2023-02-19 14:51:55.159990: I tensorflow/core/platform/cpu_feature_guard.cc:193] This TensorFlow binary is optimized with oneAPI Deep Neural Network Library (oneDNN) to use the following CPU instructions in performance-critical operations:  AVX2 FMA
To enable them in other operations, rebuild TensorFlow with the appropriate compiler flags.


# With TF?

In [67]:
import tensorflow as tf
from tensorflow.keras.preprocessing.text import Tokenizer
from tensorflow.keras.preprocessing.sequence import pad_sequences
from sklearn.model_selection import train_test_split
import pandas as pd
import spacy
import re


df = pd.read_csv('./twitter_training.csv')

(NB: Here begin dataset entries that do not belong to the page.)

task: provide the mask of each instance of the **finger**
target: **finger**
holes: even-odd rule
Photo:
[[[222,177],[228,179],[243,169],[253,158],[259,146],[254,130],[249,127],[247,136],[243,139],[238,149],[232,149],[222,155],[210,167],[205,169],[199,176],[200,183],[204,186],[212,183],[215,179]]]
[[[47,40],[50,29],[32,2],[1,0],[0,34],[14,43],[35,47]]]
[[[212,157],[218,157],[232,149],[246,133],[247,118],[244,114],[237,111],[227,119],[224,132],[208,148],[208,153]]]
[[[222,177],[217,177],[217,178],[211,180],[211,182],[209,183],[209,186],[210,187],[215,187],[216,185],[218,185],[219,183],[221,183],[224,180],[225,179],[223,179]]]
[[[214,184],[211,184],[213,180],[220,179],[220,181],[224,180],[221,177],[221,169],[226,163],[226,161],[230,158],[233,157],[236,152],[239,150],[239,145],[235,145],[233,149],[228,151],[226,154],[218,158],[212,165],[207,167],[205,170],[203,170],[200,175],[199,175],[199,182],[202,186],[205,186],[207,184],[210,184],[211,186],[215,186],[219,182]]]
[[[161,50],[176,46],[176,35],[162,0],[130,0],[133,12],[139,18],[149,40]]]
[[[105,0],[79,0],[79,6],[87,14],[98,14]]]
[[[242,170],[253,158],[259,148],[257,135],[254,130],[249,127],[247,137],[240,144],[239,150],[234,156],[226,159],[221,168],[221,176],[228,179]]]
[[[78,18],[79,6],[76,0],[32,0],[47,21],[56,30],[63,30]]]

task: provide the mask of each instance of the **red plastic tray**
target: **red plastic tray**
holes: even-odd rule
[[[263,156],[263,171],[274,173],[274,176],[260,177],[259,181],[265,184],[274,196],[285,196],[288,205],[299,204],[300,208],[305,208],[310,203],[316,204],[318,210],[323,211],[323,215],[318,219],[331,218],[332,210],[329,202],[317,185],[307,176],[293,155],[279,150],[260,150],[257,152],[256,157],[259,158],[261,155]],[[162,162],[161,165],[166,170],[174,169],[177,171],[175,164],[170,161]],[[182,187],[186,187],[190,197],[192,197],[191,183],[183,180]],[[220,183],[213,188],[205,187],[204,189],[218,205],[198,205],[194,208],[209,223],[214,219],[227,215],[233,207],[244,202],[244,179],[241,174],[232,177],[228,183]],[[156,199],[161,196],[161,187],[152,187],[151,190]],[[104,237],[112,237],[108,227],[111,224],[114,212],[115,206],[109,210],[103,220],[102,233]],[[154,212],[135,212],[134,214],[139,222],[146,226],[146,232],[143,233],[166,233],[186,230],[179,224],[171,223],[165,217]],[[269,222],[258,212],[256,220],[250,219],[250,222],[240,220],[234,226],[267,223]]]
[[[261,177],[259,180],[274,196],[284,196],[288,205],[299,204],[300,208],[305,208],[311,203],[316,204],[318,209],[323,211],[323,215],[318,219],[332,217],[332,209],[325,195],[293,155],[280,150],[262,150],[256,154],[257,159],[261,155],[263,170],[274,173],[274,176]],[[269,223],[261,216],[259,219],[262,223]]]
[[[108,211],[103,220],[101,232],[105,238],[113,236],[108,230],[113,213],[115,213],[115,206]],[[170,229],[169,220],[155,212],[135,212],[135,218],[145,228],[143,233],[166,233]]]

remove_punct_num = lambda x: re.sub(r'[^\w\s]|[\d]+', '', x)
corpus = df['im getting on borderlands and i will murder you all ,'].astype(str)
corpus_cleaned = corpus.apply(remove_punct_num)

nlp = spacy.load('en_core_web_sm')

def preprocess(text):
    # Tokenize the text
    doc = nlp(text)
    tokens = [token.lemma_.lower() for token in doc if not token.is_stop and not token.is_punct]
    return " ".join(tokens)

corpus_cleaned = [preprocess(text) for text in corpus_cleaned]

tokenizer = Tokenizer(num_words=5000)
tokenizer.fit_on_texts(corpus_cleaned)
X = tokenizer.texts_to_sequences(corpus_cleaned)
X = pad_sequences(X, maxlen=100)






In [75]:
from sklearn.preprocessing import LabelEncoder

le = LabelEncoder()
df['Positive'] = le.fit_transform(df['Positive'])

In [76]:
y = df['Positive']

In [92]:
X_train, X_test, y_train, y_test = train_test_split(X, y, test_size=0.1, random_state=42)
X_train = np.expand_dims(X_train, axis=-1)
X_test = np.expand_dims(X_test, axis=-1)

X_train = X_train.astype('float32')
X_test = X_test.astype('float32')

In [93]:
y_train[y_train == 3] = 2
y_test[y_test == 3] = 2

In [94]:

model = tf.keras.models.Sequential([
    tf.keras.layers.Embedding(5000, 64, input_length=100),
    tf.keras.layers.Conv1D(64, 5, activation='relu'),
    tf.keras.layers.MaxPooling1D(pool_size=4),
    tf.keras.layers.LSTM(64),
    tf.keras.layers.Dense(3, activation='softmax')
])

model.compile(loss='sparse_categorical_crossentropy', optimizer='adam', metrics=['accuracy'])




In [95]:
import numpy as np
print(np.unique(y_train))

[0 1 2]


In [96]:
# Train the model
model.fit(X_train, y_train, epochs=10, batch_size=32)

Epoch 1/10
Epoch 2/10
Epoch 3/10
Epoch 4/10
Epoch 5/10
Epoch 6/10
Epoch 7/10
Epoch 8/10
Epoch 9/10
Epoch 10/10


<keras.callbacks.History at 0x7fc9f03e0df0>

In [98]:
y_pred = model.predict(X_test)



In [101]:
category_predictions = np.argmax(y_pred, axis=1)

In [102]:
category_predictions

array([0, 2, 1, ..., 1, 2, 0])

In [103]:

print("Accuracy:", accuracy_score(y_test, category_predictions))
print("Precision:", precision_score(y_test, category_predictions, average='weighted'))
print("Recall:", recall_score(y_test, category_predictions, average='weighted'))
print("F1 Score:", f1_score(y_test, category_predictions, average='weighted'))


Accuracy: 0.8570089704110323
Precision: 0.8571459325082399
Recall: 0.8570089704110323
F1 Score: 0.8561287280150716


# This is how a untuned model significantly increases our accuracy on unseen data!